Her lip began to quiver once more, but she took a deep breath and held in any excess tears. After a moment she responded shakily, "A little bit of both, I think."

I nodded simply and took a breath, "You deserve more,"

She met my eyes once more, taking a step away from me before wiping the tears from her eyes. To my surprise, she nodded. "I know, I just-"

"Never believed that till now?" I finished raising an eyebrow.

"Till he tossed me out of the helicopter actually," she corrected weakly but nodded anyway.

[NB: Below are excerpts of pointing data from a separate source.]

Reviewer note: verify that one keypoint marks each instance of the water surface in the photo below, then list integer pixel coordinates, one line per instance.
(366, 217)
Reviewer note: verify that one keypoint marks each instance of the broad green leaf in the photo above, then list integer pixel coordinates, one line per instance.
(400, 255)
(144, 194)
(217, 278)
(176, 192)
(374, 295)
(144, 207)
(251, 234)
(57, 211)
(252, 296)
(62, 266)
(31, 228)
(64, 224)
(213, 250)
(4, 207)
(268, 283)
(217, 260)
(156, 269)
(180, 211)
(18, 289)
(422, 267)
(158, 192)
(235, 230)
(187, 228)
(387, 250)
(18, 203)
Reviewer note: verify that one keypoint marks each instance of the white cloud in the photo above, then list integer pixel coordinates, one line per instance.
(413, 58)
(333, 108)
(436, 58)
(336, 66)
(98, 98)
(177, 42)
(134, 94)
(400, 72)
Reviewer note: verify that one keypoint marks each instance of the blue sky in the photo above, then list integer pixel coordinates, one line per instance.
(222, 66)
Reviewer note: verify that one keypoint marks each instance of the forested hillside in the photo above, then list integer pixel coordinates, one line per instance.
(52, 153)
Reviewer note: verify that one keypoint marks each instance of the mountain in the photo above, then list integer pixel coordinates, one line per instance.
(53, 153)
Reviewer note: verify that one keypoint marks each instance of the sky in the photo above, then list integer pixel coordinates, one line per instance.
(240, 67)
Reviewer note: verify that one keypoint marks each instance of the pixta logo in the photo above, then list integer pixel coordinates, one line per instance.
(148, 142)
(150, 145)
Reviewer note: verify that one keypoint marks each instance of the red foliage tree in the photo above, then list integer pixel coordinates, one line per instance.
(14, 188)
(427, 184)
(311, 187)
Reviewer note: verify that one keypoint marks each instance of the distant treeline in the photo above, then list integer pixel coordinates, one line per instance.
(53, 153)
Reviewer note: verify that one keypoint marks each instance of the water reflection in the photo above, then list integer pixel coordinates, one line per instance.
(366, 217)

"Is that why you don't have Puddin around anymore?" I pointed at her neck. I remember seeing her toss his necklace into the rain. It never really made sense until she told me what he had done.

She nodded again, looking at the floor.

"I think, I think that if he ever broke me outta here. Ya know before he died, he would've brought me right back the minute he was bored with me," she mumbled, still eyeing the floor.

"You're more than that,"

She shook her head simply, "More than what?"

"His little toy, Harley,"

"Yeah? Says who?" She mumbled blankly.

"I think you can be so much better. Why don't you?"

She looked up at me for a moment, her eyes thoughtful and sad. Before I could say anything else, she wrapped her arms around my waist and hugged me tightly. I didn't say anything else, I just held on.

Fuck my doubts. She needed some help.